A body accelerates uniformly from 10 m/s to 25 m/s in 5 s. Find (a) The acceleration (b) The distance covered by the body in that time
Answers
ANSWERS:
Given:
Initial velocity, u = 10 m/s
Final velocity, v = 25 m/s
Time = 5 s
To Find:
(i) The velocity of the body after next five second.
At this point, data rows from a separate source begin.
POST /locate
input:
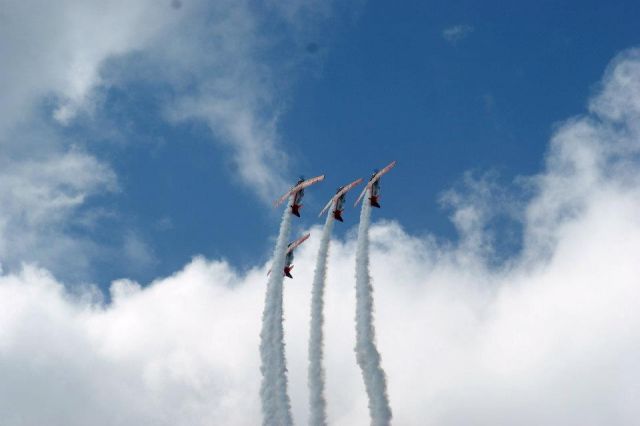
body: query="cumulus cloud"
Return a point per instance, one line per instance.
(456, 33)
(550, 337)
(213, 62)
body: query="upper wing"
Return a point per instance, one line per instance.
(298, 242)
(297, 188)
(342, 191)
(375, 178)
(362, 194)
(325, 208)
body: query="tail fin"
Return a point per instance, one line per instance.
(287, 271)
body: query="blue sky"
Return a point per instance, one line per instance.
(142, 144)
(443, 88)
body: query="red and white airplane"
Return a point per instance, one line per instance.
(374, 186)
(288, 263)
(298, 192)
(337, 201)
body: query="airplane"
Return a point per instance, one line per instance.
(374, 186)
(288, 263)
(298, 192)
(338, 200)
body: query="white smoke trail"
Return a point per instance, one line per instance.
(276, 406)
(367, 353)
(317, 401)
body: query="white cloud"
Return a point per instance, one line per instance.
(550, 338)
(456, 33)
(212, 61)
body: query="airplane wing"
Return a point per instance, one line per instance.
(297, 188)
(342, 191)
(325, 208)
(378, 175)
(361, 195)
(299, 241)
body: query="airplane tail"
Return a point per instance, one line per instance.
(287, 271)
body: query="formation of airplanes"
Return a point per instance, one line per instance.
(296, 193)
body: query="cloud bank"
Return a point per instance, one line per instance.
(550, 336)
(218, 63)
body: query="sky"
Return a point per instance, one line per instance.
(142, 144)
(ii) The distance covered by the body in that time.
Calculation:
- Applying 1st equation of motion:
v = u + at
⇒ 25 = 10 + 5a
⇒ a = 3 m/s²
(i) After next 5 second, T = 5 + 5 = 10 s
- Again using 1st equation of motion:
V = u + at
⇒ V = 10 + (3 × 10)
⇒ V = 40 m/s
(ii) For the next 5 seconds, U = 25 m/s
Using 3rd equation of motion, we get:
V² = U² + 2aS
⇒ S = (V² - U²) / 2a
⇒ S = (40² - 25²) / (2 × 3)⇒ S = (1600 - 625) / 6
⇒ S = 975/6
⇒ S = 162.5 m
- So,
(i) The velocity of the body after next five seconds is 40 m/s.
(ii) The distance covered by the body in that time is 162.5 m.
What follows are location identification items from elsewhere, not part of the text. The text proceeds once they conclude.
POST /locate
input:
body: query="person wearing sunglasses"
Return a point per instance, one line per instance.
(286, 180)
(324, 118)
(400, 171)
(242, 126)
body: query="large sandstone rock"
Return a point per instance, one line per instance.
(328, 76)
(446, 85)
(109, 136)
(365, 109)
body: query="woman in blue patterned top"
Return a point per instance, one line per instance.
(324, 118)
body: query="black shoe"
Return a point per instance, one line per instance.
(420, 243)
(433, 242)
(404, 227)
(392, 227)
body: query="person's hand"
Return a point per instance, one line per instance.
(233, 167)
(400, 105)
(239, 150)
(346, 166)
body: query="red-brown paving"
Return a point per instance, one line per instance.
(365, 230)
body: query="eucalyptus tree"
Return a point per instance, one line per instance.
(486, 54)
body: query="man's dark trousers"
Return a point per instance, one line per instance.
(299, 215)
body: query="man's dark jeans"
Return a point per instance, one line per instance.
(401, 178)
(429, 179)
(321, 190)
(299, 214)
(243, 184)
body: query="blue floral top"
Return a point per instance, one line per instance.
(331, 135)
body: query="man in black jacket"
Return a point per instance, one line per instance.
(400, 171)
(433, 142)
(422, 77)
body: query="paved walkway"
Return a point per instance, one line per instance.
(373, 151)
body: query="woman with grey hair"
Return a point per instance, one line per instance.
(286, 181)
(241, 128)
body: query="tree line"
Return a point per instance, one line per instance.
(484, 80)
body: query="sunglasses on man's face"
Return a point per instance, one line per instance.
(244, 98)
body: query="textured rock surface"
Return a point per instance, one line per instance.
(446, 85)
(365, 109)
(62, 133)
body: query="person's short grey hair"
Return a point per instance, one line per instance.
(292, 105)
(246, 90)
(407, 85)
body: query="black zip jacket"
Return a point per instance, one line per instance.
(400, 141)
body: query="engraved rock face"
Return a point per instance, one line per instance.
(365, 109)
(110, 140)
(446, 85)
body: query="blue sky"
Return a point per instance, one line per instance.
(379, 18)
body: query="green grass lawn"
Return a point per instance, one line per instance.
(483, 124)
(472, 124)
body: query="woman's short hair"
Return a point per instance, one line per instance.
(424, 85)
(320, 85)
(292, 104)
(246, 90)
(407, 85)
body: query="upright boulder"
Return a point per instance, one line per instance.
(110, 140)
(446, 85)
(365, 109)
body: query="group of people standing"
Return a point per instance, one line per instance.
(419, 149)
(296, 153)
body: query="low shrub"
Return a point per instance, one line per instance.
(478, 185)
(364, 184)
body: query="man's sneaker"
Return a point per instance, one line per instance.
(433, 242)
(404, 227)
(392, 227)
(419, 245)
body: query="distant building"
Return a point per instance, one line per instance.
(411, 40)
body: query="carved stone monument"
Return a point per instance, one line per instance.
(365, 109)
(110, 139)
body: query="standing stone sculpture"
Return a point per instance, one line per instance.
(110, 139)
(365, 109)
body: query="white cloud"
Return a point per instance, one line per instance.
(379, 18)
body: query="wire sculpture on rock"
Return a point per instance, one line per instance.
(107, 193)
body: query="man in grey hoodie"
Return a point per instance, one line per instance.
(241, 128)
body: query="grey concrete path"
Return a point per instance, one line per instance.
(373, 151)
A body accelerates uniformly from 10 m/s to 25 m/s in 5 s.
From above data we have the initial velocity of the body i.e. u is 10 m/s, final velocity i.e. v is 25 m/s and time 't' is 5 sec.
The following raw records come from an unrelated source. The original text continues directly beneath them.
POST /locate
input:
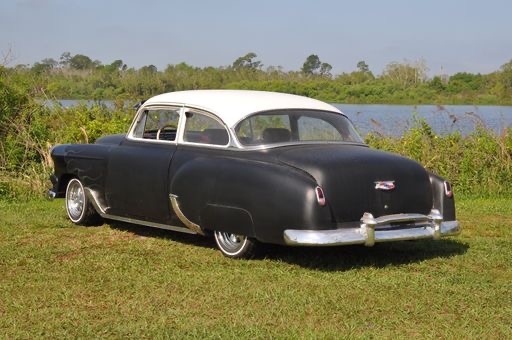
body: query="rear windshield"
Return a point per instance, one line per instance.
(296, 126)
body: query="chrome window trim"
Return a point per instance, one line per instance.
(140, 112)
(268, 146)
(289, 109)
(181, 134)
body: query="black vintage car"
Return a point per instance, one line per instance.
(251, 167)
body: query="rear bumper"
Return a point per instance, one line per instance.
(371, 230)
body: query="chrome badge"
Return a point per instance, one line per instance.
(384, 185)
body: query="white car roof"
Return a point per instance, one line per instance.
(233, 105)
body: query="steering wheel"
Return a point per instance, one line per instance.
(166, 126)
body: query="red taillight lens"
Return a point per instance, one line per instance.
(448, 189)
(320, 197)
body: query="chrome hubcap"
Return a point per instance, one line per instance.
(230, 242)
(75, 200)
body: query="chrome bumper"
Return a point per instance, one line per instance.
(387, 228)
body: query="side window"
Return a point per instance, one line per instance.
(314, 129)
(200, 128)
(265, 129)
(159, 124)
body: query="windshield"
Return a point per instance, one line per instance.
(295, 126)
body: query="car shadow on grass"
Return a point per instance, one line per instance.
(176, 236)
(381, 255)
(338, 258)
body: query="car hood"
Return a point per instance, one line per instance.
(348, 176)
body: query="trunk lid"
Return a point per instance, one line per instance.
(348, 176)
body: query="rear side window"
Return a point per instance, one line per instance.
(158, 124)
(296, 126)
(203, 129)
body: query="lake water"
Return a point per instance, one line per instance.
(395, 119)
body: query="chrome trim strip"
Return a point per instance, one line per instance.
(50, 195)
(101, 210)
(191, 225)
(368, 233)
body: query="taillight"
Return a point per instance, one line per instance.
(448, 189)
(320, 197)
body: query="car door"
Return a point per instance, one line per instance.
(138, 169)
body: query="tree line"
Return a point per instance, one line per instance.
(407, 82)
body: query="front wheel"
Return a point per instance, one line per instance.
(235, 246)
(78, 206)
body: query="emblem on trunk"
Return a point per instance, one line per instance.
(384, 185)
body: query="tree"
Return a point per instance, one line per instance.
(82, 62)
(406, 73)
(362, 66)
(325, 70)
(65, 58)
(311, 65)
(44, 65)
(246, 62)
(506, 75)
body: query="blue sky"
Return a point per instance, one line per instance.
(451, 35)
We have to find the acceleration and the distance covered by the body in that time.
a) For Acceleration:
Using the First Equation Of Motion,
v = u + at
Substitute the known values,
→ 25 = 10 + a(5)
→ 25 - 10 = 5a
→ 15 = 5a
→ 3 = a
Therefore, the acceleration of the body is 3 m/s².
b) For Distance:
Using the Second Equation Of Motion,
s = ut + 1/2 at²
Substitute the values,
→ s = 10(5) + 1/2 × 3 × (5)²
→ s = 50 + 3/2 × 25
→ s = 50 + 37.5
→ s = 87.5
Therefore, the distance covered by the body is 87.5 m.